A melhora local corresponde um refortalecimento do estado geral. Os doentes sentem-se mais dispostos, aumenta o apetite e o peso; êstes fatores se relacionam provavelmente com a hiperalcalinidade sanguínea. Sauerbruch e Bier observaram uma cura mais rápida de feridas, quando administravam alimentação ácida, a qual aumentava o Ph do sangue. Efeito idêntico se atribue às injeções de ácido fórmico. V. Kapff -demonstrou um aumento da alcalinidade do sangue e da urina, pouco depois de iniciadas as inhalações de ácido fórmico; em casos de ozena desaparecia o odor desagradavel.

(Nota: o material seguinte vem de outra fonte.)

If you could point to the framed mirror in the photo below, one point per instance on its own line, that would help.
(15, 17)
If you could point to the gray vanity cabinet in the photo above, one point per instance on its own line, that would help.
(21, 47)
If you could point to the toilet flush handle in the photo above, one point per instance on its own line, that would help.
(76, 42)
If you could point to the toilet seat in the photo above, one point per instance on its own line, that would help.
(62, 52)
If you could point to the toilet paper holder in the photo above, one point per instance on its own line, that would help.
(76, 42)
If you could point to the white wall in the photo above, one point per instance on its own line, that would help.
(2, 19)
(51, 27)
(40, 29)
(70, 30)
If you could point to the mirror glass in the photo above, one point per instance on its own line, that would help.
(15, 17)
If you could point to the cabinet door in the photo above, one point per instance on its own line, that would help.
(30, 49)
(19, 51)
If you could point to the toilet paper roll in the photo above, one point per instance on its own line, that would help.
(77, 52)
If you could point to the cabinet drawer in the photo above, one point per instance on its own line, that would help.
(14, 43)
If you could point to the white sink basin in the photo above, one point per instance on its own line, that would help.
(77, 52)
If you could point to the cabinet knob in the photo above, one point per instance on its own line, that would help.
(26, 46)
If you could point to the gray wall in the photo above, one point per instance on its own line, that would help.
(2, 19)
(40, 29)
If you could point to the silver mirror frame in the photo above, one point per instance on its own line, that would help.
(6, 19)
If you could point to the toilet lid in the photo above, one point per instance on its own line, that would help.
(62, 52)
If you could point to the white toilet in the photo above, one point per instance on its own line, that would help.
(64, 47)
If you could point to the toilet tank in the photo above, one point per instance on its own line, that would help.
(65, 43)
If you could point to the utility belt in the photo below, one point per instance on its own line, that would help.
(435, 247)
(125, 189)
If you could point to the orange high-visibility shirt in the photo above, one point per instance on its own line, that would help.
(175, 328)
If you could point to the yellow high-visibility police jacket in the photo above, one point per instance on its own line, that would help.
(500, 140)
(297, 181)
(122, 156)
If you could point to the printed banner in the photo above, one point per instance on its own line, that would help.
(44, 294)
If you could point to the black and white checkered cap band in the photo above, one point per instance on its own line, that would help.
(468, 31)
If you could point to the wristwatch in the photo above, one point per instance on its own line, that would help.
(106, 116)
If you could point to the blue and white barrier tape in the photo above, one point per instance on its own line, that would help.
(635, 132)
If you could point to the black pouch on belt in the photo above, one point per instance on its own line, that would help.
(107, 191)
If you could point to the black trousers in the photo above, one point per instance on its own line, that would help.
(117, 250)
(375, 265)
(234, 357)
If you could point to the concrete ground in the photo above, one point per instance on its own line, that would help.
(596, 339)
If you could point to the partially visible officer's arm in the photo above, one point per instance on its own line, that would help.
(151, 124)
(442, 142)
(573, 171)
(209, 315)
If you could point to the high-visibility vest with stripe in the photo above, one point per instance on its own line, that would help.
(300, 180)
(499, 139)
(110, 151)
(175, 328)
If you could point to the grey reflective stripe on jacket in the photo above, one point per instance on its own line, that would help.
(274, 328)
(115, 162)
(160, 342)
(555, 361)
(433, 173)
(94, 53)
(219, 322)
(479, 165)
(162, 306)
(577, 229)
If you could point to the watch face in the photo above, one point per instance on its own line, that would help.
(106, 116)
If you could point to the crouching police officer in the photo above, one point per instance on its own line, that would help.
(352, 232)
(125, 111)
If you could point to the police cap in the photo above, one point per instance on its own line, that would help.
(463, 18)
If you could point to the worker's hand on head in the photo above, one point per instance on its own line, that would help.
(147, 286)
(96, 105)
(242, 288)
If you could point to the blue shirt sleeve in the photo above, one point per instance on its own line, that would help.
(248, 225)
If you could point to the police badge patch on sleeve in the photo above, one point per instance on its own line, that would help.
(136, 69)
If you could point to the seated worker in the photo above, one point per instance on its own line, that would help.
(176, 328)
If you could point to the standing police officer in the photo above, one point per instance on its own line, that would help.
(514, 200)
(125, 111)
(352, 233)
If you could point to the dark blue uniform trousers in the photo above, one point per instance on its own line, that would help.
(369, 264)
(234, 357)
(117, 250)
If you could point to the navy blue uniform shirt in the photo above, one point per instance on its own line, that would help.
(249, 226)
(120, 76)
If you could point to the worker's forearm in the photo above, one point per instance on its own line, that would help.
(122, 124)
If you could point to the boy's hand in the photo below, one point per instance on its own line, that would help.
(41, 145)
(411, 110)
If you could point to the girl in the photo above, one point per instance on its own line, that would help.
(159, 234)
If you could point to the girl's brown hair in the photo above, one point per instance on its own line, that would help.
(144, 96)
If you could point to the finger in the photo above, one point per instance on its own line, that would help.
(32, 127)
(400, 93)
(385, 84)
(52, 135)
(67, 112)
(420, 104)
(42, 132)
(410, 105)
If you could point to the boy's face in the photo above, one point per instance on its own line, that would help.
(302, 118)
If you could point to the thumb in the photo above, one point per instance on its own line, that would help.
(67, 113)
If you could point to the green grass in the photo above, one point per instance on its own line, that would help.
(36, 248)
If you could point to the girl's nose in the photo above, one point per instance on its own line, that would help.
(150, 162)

Em casos de Tuberculose obtiveram-se igualmente resultados satisfatórios. Nêstes casos se faz mister que o doente possa inhalar constantemente em sua residência, ou que tenha ocasião para tal em um sanatório, porque as inhalações curtas não surtem efeitos.
Na inhalação em sala comum, deve-se dar preferência aos ácidos orgânicos, pois os minerais tem um alto poder destrutivo sôbre os utensílios metálicos, que se encontram nas referidas salas. Para o seu emprêgo, certamente muito proveitoso, fazem-se necessários compartimentos especiais. Nós utilizamos ácidos minerais, fazendo passar o ar atmosférico por soluções extensas dos mesmos, o qual, em seguida é aspirado pelo paciente.
Atualmente ainda utilizamos em nossa clínica a inhalação de ácidos por meio de aparelhos especiais, usando uma mistura de sulfúrico, de ácido clorídrico, fórmico, e de óleo de eucalipto. Mas estas inhalações em que o paciente é obrigado a aspirar com relativa força os gazes não satisfazem tanto como a respiração desimpedida e natural em recinto fechado com atmosfera saturada. Durante três anos tivemos em nosso consultório um inhalatório especial para ácidos, obtendo com êle bons resultados, mas tivemos que suprimí-lo devido à pouca rendabilidade.
Recomendo seriamente de se fazerem experiências com o metodo terapêutico da inhalação de gazes ácidos. Pódem ser feitas em sanatórios e na clínica privada, necessitando-se nesta última só de ácido fórmico concentrado e de grandes bacias de vidro com tampa do mesmo material. Pódem-se utilizar vários recipientes ao mesmo tempo, para saturar mais o ar. Entrando-se em uma sala assim preparada, impressiona desde lógo a acidez da atmosfera. Inicialmente pôde sobrevir um ataque de tosse, que cede depois de poucos minutos, para facultar uma respiração fácil e profunda. A respiração pela bóca deixa sôbre a lingua um gôsto azedo e possibilita uma irritação excessiva das mucosas. A inhalação por via nasal é mais agradável. Evidentemente faz-se mister que impedimento da respiração nas vias aéreas superiores.
Talvez um ou outro dos prezados colegas queira fazer umas experiências. Certamente não se arrependerá. Na própria família pôde-se facilmente cortar por este meio as infecções gripais iniciais.
(*) Trabalho apresentado à Seção de O.R.L. da Associação Paulista de Medicina em 17-8-1939. Recebido pela Redação em 17-8-1939.